In response, Mr Davies agreed that the ‘timely disclosure of material information’ was vital to maintaining an orderly capital market, and ensuring investors retained confidence in both it and BISX.

“If we don’t do this properly, the confidence people have in the market is eroded,” he said, adding that there had been “some resistance from some companies” to their statutory obligations for greater transparency.

“Some of our listed companies do not understand what is meant by material information,” Mr Deveaux added. “We [the Commission] delegate authority to BISX to deal with the companies.”

The regulator’s acting executive director recalled one incident, involving a BISX-listed company that had failed to report material information, where the exchange was going to “sanction” them.

“The company couldn’t understand why,” Mr Deveaux added. “They called me and called me everything but Son of God, until I told them it was BISX’s responsibility.”

Mr Davies agreed that it was “an ongoing challenge getting companies to understand they have to disclose and why”.

The BISX chief executive was also challenged on this point by Deno Moss, a Scotiabank investment analyst, who complained that there had been no timely disclosure relating to the recent closure of a mutual fund listed on the exchange.

While not naming the fund involved, Mr Moss said its assets had been transferred to a new fund that was then listed on BISX.

Responding to Mr Moss’s concerns over the lack of information supplied to investors, Mr Davies said BISX was aware of these goings-on.

“One of the biggest problems we have with respect to disclosure is there is a gap,” he added.

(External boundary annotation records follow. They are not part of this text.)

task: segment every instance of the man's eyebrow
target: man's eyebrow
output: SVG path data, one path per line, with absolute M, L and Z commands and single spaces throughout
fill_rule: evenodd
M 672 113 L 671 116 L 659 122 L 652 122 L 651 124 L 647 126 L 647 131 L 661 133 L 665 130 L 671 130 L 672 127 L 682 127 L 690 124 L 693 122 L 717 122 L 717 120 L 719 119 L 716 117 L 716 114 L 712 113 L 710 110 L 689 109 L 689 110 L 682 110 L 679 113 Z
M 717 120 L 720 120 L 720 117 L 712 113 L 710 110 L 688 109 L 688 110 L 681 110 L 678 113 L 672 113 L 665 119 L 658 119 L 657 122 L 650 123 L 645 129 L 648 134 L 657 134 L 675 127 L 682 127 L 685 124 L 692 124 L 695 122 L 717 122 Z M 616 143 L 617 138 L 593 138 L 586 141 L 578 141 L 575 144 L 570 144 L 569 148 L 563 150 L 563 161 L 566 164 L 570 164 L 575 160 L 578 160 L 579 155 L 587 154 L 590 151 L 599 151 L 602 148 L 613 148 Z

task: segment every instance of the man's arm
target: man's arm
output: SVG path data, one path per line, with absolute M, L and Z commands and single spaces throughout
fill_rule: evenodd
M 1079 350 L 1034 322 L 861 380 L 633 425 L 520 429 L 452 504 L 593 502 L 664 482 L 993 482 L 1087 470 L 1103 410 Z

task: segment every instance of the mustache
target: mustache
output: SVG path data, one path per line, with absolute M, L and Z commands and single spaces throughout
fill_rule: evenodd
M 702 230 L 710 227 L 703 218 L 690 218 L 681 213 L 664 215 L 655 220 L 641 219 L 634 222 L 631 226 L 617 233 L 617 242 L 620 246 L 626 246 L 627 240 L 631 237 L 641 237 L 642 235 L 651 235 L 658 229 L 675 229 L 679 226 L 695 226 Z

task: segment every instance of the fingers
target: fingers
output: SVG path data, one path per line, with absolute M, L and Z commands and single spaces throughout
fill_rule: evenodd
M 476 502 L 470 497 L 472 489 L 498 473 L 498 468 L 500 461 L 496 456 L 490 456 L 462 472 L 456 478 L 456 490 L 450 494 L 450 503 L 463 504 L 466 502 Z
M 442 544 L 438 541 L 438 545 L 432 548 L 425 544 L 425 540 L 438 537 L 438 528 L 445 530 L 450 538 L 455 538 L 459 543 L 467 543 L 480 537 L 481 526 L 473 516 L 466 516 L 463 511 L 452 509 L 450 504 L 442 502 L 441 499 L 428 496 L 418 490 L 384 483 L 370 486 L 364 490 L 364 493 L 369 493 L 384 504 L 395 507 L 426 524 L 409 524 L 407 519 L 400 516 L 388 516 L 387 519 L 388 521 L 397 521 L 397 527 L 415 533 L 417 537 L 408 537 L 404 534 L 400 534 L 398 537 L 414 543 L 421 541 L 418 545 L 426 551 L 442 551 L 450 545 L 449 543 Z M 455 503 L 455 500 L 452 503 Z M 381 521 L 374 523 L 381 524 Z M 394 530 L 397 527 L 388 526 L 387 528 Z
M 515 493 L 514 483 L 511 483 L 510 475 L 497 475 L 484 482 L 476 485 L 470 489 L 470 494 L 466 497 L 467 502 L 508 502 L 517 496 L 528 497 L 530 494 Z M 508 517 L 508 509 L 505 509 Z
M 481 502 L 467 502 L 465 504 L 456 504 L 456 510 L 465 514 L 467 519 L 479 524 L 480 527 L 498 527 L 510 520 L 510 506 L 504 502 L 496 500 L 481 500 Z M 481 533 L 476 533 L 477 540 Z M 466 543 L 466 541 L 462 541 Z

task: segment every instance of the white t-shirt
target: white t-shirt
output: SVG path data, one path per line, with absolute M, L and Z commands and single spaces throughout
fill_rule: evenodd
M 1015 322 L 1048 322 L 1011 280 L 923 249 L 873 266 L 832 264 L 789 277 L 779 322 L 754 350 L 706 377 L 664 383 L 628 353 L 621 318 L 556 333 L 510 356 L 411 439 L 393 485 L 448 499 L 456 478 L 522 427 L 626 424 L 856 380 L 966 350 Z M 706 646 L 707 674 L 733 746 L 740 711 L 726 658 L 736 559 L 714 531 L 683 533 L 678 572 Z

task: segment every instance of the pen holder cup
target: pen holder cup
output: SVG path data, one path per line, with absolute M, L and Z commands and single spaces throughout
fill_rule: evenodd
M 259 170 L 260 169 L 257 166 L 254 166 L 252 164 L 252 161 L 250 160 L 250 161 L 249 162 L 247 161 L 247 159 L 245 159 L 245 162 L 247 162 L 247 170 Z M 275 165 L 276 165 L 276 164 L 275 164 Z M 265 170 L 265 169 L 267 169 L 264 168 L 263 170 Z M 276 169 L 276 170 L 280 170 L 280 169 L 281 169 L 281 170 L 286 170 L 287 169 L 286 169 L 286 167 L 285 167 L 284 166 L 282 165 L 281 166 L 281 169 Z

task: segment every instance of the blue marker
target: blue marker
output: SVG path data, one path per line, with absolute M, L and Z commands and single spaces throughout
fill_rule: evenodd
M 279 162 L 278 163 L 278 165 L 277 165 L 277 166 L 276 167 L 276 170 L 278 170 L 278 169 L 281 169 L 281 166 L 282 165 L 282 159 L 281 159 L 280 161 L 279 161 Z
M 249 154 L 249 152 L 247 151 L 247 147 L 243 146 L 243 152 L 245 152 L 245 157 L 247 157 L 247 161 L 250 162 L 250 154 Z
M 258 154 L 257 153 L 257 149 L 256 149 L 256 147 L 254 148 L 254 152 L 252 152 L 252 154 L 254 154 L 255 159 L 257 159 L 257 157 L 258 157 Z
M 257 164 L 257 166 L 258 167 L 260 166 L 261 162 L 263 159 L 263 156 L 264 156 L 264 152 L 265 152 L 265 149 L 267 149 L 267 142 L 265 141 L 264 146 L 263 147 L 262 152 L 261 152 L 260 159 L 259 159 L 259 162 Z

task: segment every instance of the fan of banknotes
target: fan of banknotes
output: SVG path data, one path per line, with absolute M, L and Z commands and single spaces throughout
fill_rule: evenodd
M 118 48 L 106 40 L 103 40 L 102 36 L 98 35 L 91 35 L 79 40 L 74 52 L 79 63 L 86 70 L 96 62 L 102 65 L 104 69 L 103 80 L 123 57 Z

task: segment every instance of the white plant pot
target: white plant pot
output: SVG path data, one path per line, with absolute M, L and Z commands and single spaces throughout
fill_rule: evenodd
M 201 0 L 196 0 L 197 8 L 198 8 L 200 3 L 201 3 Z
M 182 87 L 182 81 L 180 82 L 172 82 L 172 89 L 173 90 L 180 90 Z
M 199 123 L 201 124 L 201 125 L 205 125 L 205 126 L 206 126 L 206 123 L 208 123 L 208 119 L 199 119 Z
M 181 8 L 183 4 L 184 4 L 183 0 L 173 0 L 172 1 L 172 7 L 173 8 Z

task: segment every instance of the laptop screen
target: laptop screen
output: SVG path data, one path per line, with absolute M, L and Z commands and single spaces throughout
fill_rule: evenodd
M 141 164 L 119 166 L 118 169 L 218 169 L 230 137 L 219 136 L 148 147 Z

This, Mr Davies explained, referred to the time that elapsed between when the company, Securities Commission and BISX approved a disclosure statement, and when it was ultimately published in the newspapers.

Acknowledging that such notices often “show up days later, weeks later,” Mr Davies said he ultimately wanted to develop “ a proper newswire service” to get public company information out to the investing public.

Still, Mr Davies said BISX lived up to its mandate of ensuring there was timely material disclosure by Freeport Concrete up until the day it collapsed and went out of business in 2010.

“When a company faces hardship, things spin out of control,” he added. “That’s when disclosure of the facts; timely, necessary disclosure is vital to maintaining confidence of market participants.

“Up to the last day, BISX was following its mandate to ensure that whatever was going on, disclosures were made and the company lived up to its obligations until the last moment.”

Mr Davies said the Bahamian capital markets could only grow if persons “keep the faith”, and believed that BISX was, through its “words, deeds and actions, doing the right thing”.

Comments

banker 10 years, 6 months ago

The problem was BISX is that it has no teeth, and it is afraid to act according to its mandate. If timely information is late, they should suspend trading until the information is forthcoming. They should insist on pre-notification of material changes and suspension of trading until those changes are disseminated to the public.

As for the transfer of mutual funds to a new entity where the old entity may be involved in criminal behaviour, BISX should have censured and barred them.

There is no relation between book value and market value on BISX and they remind me of children dressing up in their father's suit to pretend to be grown ups at work. They are one of the most dysfunctional exchanges in North America.

The fact that they want to sell commercial paper without a rating agency, and other cockamamie ideas that do not protect the public investment dollars, proves that they are an amateur organisation without a clue as to what their fiduciary responsibility should be. They should be shut down.